Slbo overexpression causes phenotypes similar to loss of Blimp-1. (A) Graph showing significant upregulation of slbo in RNA-seq data from retinas expressing Blimp-1 RNAi. (B) Confocal sections from a 42 h APF pupal retina in which Blimp-1 mutant clones are marked with GFP (green), stained with anti-β-galactosidase to reveal slbo-lacZ expression (B′,B‴, blue in B,B″) in mutant cone and primary pigment cells (apical section in B,B′) and secondary pigment cells (more basal section in B″,B‴) but not in photoreceptors stained with anti-Elav (red in B,B″). (C-E) Adult eyes: wild type (C), lGMR-GAL4 driving Blimp-1 RNAi (D) and lGMR-GAL4 driving UAS-slbo (E).
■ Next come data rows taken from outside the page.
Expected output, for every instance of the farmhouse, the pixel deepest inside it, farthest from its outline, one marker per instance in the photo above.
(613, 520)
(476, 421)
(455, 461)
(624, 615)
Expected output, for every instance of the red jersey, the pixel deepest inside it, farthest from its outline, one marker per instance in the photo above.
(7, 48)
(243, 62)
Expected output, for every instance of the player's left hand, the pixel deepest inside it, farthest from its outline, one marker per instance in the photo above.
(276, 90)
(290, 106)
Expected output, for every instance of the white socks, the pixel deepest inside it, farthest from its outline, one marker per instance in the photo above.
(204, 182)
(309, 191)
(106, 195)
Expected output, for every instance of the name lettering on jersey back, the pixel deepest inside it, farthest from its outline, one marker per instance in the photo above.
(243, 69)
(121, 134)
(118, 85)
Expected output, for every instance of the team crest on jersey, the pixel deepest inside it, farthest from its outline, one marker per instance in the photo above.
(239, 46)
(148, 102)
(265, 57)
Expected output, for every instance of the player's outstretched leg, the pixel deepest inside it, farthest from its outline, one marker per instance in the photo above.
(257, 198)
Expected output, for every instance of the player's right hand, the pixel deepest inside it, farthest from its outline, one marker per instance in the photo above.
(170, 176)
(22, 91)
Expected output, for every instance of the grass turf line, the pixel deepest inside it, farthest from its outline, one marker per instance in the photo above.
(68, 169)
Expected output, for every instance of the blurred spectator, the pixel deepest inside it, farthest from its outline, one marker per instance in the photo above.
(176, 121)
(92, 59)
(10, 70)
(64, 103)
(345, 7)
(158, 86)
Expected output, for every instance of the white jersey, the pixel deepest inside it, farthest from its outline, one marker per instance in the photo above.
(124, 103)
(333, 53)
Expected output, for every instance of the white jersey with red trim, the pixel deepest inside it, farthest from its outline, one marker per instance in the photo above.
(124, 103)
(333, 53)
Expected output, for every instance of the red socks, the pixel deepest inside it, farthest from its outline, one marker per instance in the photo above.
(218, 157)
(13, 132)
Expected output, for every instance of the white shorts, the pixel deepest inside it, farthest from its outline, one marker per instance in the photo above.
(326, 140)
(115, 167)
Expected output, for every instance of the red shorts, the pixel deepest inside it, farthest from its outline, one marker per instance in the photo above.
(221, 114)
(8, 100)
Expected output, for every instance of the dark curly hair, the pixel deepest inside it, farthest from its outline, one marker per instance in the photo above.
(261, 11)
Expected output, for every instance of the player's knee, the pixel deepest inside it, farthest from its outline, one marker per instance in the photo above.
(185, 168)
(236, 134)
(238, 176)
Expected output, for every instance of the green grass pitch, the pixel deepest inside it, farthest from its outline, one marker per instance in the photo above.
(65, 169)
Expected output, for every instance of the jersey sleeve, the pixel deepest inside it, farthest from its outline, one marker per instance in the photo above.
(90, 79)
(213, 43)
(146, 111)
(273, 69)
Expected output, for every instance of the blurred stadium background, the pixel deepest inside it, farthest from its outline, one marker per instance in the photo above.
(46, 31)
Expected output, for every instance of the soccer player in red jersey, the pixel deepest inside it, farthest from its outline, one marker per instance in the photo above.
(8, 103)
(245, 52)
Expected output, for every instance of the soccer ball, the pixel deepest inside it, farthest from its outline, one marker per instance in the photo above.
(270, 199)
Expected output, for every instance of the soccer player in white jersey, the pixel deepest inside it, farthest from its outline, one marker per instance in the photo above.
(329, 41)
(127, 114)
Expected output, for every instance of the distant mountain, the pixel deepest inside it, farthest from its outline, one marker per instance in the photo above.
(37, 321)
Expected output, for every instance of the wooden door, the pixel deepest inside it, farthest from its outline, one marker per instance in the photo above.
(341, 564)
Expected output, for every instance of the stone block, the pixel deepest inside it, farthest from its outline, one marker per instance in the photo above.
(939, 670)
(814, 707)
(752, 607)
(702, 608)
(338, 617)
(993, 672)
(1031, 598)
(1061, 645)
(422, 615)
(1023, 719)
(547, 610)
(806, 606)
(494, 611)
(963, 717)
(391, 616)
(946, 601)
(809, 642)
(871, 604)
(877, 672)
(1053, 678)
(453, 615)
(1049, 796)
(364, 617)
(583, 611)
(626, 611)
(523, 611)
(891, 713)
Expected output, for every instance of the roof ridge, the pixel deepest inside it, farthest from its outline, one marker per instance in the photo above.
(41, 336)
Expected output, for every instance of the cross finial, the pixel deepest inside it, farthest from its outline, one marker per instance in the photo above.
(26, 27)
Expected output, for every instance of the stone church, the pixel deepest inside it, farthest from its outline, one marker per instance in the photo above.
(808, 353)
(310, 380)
Both Blimp-1 loss-of-function and slbo overexpression cause a similar glossy eye phenotype. (F) Horizontal section of adult eye expressing UAS-SlboHA with 54-GAL4 in higher order pigment cells, stained with CBD (green), Chp (red) and Elav (blue) shows plano-convex lenses. (G) Quantification of outer lens angles for 54-GAL4/+ control and 54-GAL4; UAS-SlboHA, showing mean±s.d. n=31 (54-GAL4/+) or 36 (54>SlboHA). ****P<0.0001 (Welch's two-tailed t-test). (H,I) Sections of adult eyes stained for Chp (H,I) and Elav (H′,I′). lGMR-GAL4 driving Blimp-1 RNAi (H), lGMR-GAL4 driving UAS-slbo (I). Both manipulations caused shortened rhabdomeres and disorganized photoreceptor nuclei. (J) Model of the Blimp-1 transcriptional network and its major morphological contributions to eye development. Scale bars: 10 µm (B); 100 µm (C-E); 20 µm (F); 50 µm (H-I′).